Glarner Andreas · Nationalrat · 2016-09-14
Glarner Andreas · Nationalrat · Aargau · Fraktion der Schweizerischen Volkspartei · 2016-09-14
Wortprotokoll
Bei Artikel 85 beantrage ich Ihnen, Absatz 6 gemäss geltendem Recht beizubehalten, weil die Bewilligung für die Erwerbstätigkeit von vorläufig Aufgenommenen dort erteilt werden soll, wo der Gesuchsteller wohnhaft ist. Dies ist bürgernah, sinnvoll und unbürokratisch.

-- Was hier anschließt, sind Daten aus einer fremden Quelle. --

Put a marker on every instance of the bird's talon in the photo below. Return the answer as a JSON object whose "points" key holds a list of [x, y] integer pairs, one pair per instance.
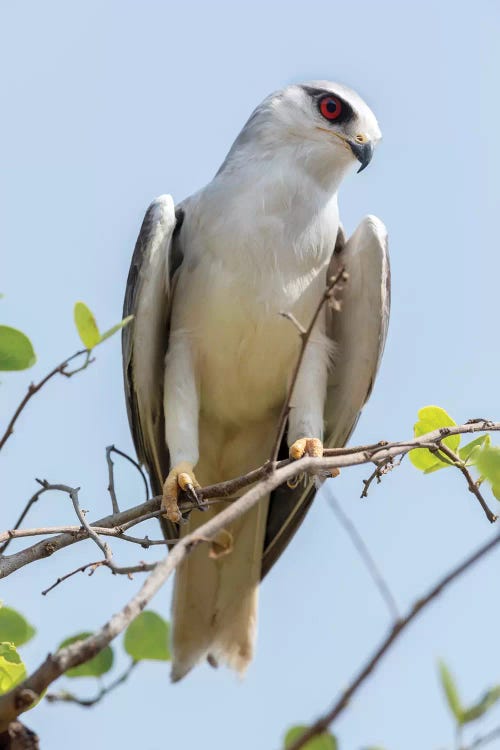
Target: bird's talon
{"points": [[310, 446], [180, 477]]}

Zu Absatz 7a von Artikel 85: Eine Anmeldung zu einem Sprachkurs - die Kollegin hat es schon ausgeführt - kann unmöglich als Nachweis der Fähigkeit und des Willens zum Erlernen der Sprache dienen. Es ist unseres Erachtens zwingend, sich in der am Wohnort gesprochenen Landessprache verständigen und auch unterhalten zu können.
Wir bitten Sie, Absatz 7bis von Artikel 85 wie folgt zu formulieren: "Bei ledigen Kindern unter 12 Jahren findet die Voraussetzung nach Absatz 7 Buchstabe d keine Anwendung. Von dieser Voraussetzung kann zudem abgewichen werden, [PAGE 1308] wenn wichtige Gründe nach Artikel 49a Absatz 2 vorliegen." Es geht hier um einen Grundsatz, wir möchten das Alter hier auf 12 Jahre senken.

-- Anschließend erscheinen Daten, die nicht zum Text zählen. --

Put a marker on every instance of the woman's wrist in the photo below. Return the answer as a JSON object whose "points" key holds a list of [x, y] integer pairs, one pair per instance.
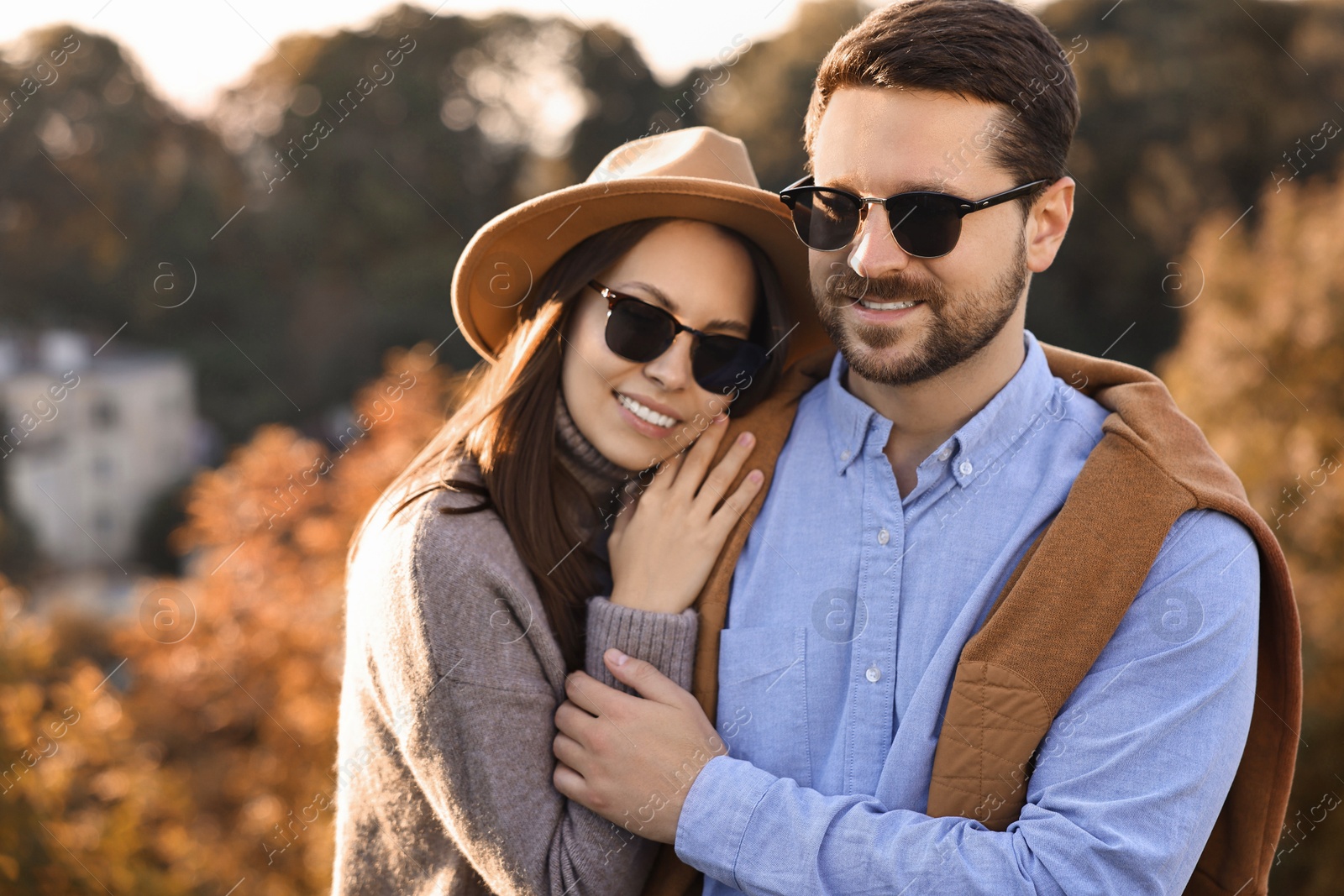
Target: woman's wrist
{"points": [[645, 602]]}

Zu Artikel 85a grundsätzlich: Am liebsten wäre uns natürlich, wenn Sie mit uns gehen und Artikel 85a streichen würden. Wenn nicht, so bitten wir Sie, mindestens in Absatz 1 festzuhalten, dass vorläufig aufgenommene Personen in ihrem Wohnsitzkanton eine Erwerbstätigkeit ausüben können, aber nicht in der ganzen Schweiz; diesen Passus möchten wir streichen. Sodann müsste der Kanton gemäss Absatz 2 die Erwerbstätigkeit auf ein Gesuch hin bewilligen; es soll die Erwerbstätigkeit nicht nur gemeldet werden müssen. Der Arbeitgeber muss dem Gesuch - und nicht einer Meldung - eine Erklärung beilegen, dass er die in diesem Absatz verzeichneten Bedingungen kennt und dass er sich verpflichtet, sie einzuhalten. Die Absätze 4, 5 und 6 würden gestrichen.